Flexor hallucis longus tendon release has applications for hallux malleus, distal or plantar hallux ulcers, and preulcerative lesions of the hallux. Dr. Ripp shared that he does these in the office when the deformity is at least semireducible (reducible is best), with a 61- or 62-blade. He related that an 18-gauge needle will also work, but that he finds this requires more passes. He uses a Band-Aid and adhesive bandage to splint, changing daily for the next 2 weeks. Dr. Ripp said he allows patients to walk that same day.

He added that flexor tenotomy has utility for distal toe ulcers, flexible hammertoes, preulcerative distal toe lesions, or as an adjunct or a plantar metatarsal head ulcer. He prefers to use a 62-blade, but noted that an 18-gauge needle also works nicely. He stressed that surgeons should be aware of the potentiality for transfer ulcers, as shown in the literature2, as the flexor slips go to toes 2-5. In his experience, he advocates releasing all of the toes to aid in decreasing risk of recurrence.

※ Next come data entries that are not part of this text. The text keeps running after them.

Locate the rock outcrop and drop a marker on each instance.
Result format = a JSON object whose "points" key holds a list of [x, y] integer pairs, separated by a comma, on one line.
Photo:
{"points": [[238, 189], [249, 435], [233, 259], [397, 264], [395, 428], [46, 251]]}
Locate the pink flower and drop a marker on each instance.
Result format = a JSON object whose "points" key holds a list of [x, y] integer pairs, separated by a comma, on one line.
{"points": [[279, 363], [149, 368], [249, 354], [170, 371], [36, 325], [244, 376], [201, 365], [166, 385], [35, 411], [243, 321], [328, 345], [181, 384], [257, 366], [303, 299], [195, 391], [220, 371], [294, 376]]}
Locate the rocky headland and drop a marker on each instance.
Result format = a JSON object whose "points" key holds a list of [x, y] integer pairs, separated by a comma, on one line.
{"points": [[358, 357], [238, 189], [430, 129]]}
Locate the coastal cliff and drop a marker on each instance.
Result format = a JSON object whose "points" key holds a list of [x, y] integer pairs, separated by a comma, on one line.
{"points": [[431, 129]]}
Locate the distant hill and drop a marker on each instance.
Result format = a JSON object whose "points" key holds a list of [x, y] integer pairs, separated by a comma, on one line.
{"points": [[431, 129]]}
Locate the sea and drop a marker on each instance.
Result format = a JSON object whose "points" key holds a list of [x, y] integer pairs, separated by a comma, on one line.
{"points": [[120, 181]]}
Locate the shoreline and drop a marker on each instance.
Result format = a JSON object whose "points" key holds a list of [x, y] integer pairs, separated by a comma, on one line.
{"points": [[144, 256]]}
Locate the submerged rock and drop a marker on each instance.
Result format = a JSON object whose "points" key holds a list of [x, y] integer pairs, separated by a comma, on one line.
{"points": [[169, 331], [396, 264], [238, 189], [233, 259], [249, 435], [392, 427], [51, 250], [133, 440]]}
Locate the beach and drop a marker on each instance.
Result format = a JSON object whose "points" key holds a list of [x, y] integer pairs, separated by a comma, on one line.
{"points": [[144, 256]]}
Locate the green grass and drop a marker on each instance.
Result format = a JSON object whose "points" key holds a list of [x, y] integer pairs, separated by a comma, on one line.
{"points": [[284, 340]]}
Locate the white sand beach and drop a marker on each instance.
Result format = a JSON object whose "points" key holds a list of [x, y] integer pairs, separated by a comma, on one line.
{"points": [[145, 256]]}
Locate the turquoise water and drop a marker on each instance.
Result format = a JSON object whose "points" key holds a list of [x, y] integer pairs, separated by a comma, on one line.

An extensor digitorum longus or MTPJ capsulotomy may be a reasonable choice when the patients has a contracted MTPJ and a dorsal digital ulcer or preulcerative lesion of the IPJ, or as an adjunct for a plantar metatarsal head ulcer. Dr. Ripp said he uses a 64- or 67-blade for these procedures, but that an 18-gauge needle can also work.

In his observation, multitendon releases are actually more common, however, often with splintage and dressing, allowing for prompt weight-bearing.

Plantar fasciotomy, specifically selective plantar fascia release, may have application for medial pinch callus/ulcer or plantar hallux callus/ulcer.3 The goal, he shared, is to improve range of motion of the hallux.

Dr. Ripp then reviewed several flap and plastic techniques that surgeons can employ in an office environment, including V-Y skin plasty, Z-plasty, unilobe, bilobe, O-Z, and Schrudde flaps.

Overall, he urged the audience to keep perfusion and coagulation factors in mind when deciding if an in-office procedure is indicated, as well. It also makes sense to look at the economics of the procedure, and in what environment this is most advantageous for all parties.

References

1.     Mueller MJ, Sinacore DR, Hastings MK, Strube MJ, Johnson JE. Effect of Achilles tendon lengthening on neuropathic plantar ulcers. A randomized clinical trial. J Bone Joint Surg Am. 2003;85(8):1436-45.
2.     Smith SE, Miller J. The safety and effectiveness of the percutaneous flexor tenotomy in healing neuropathic apical toe ulcers in the outpatient setting. Foot Ankle Spec. 2020;13(2):123-131.
3.     Kim JY, Hwang S, Lee Y. Selective plantar fascia release for nonhealing diabetic plantar ulcerations. J Bone Joint Surg Am. 2012;94(14):1297-302.